Ma a quali condizioni? Un tasso reale dell’1,40% lordo/annuo (a cui ogni sei mesi sarebbe stata aggiunta l’inflazione,) e da un premio fedeltà doppio rispetto al passato (pari all’8 per mille). Gli italiani non si erano dunque decisi a sottoscrivere quei titoli per patriottismo, ma aderendo ad una proposta di evidente convenienza, dal momento che, basta fare una banale operazione aritmetica per scoprire di quante volte 1,4 è multiplo di 0,1. Certo gli oppositori del Mes sanitario facevano notare che anche altri Paesi (in pratica la maggioranza della Ue) avevano marcato visita. Il fatto era che questi paesi – come la Francia e la Germania – in quegli anni riuscivano a far sottoscrivere i loro titoli anche con tassi negativi; per loro, quindi, anche lo 0,1% faceva la differenza. I pentastellati, allora il gruppo più numeroso, dopo le elezioni funeste del 2018, preferirono andare sui mercati finanziari e pagare tassi di interessi più elevati per finanziare un settore che era stato messo a dura prova dal virus malefico e dalle misure di contenimento.

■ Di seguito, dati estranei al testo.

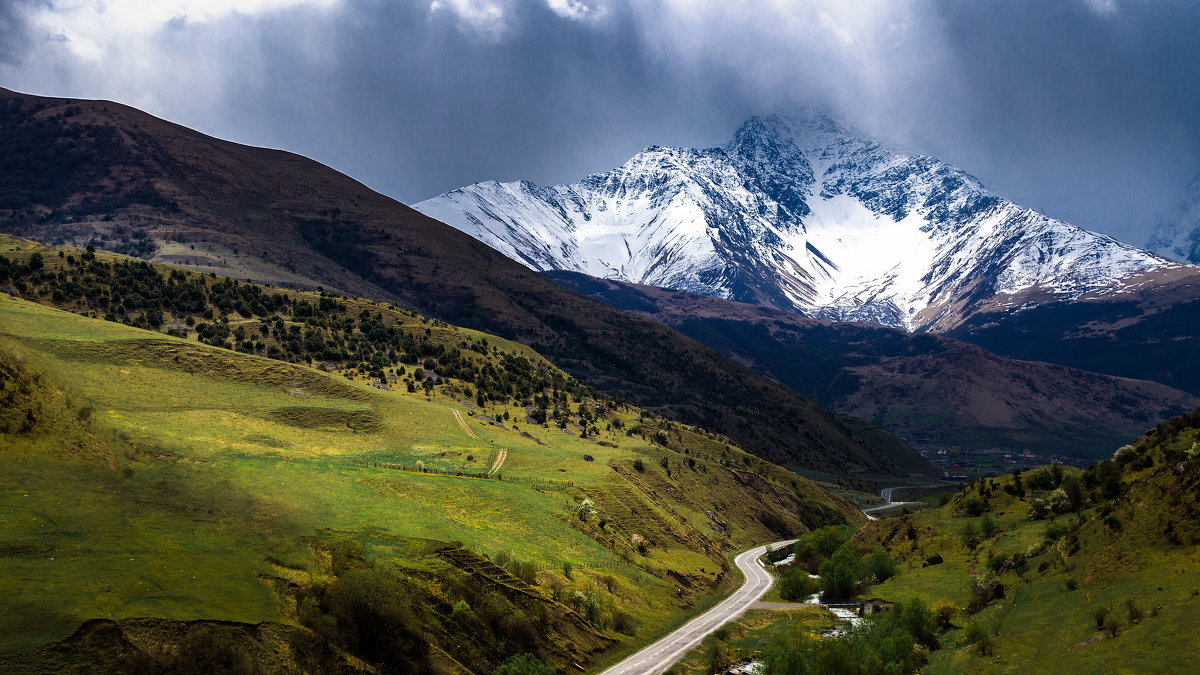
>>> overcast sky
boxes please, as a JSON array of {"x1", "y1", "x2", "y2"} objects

Conte addirittura ne faceva anche una questione di consistenza dimenticando parecchi argomenti che ci spronavano – come disse Romano Prodi – ‘’a non fare sciocchezze’’ e ad intascare al più presto possibile quei 37 miliardi che, per stare ai confronti, corrispondevano a una manovra finanziaria e a più di un terzo del finanziamento annuo del FSN. Ma non bastano queste considerazioni quando si lamenta l’inadeguatezza delle risorse facendo riferimento a percentuali cervellotiche sul Pil secondo la logica dei numeri al lotto.
Negli ultimi anni i governi hanno pensato bene di tagliare l’Irap, un’imposta regionale che concorreva (per una quota tra il 40 e il 50% del totale, a seconda delle regioni) a finanziare la sanità. Compensare – anche se in parte – il venir meno di queste risorse, attraverso il Mes (ovvero mediante un fondo che chiedeva interessi assai più bassi di quelli di mercato) piuttosto che prelevarle dai bilanci delle aziende, sarebbe stato un toccasana per la salute dell’economia, delle finanze pubbliche e delle famiglie italiane e residenti.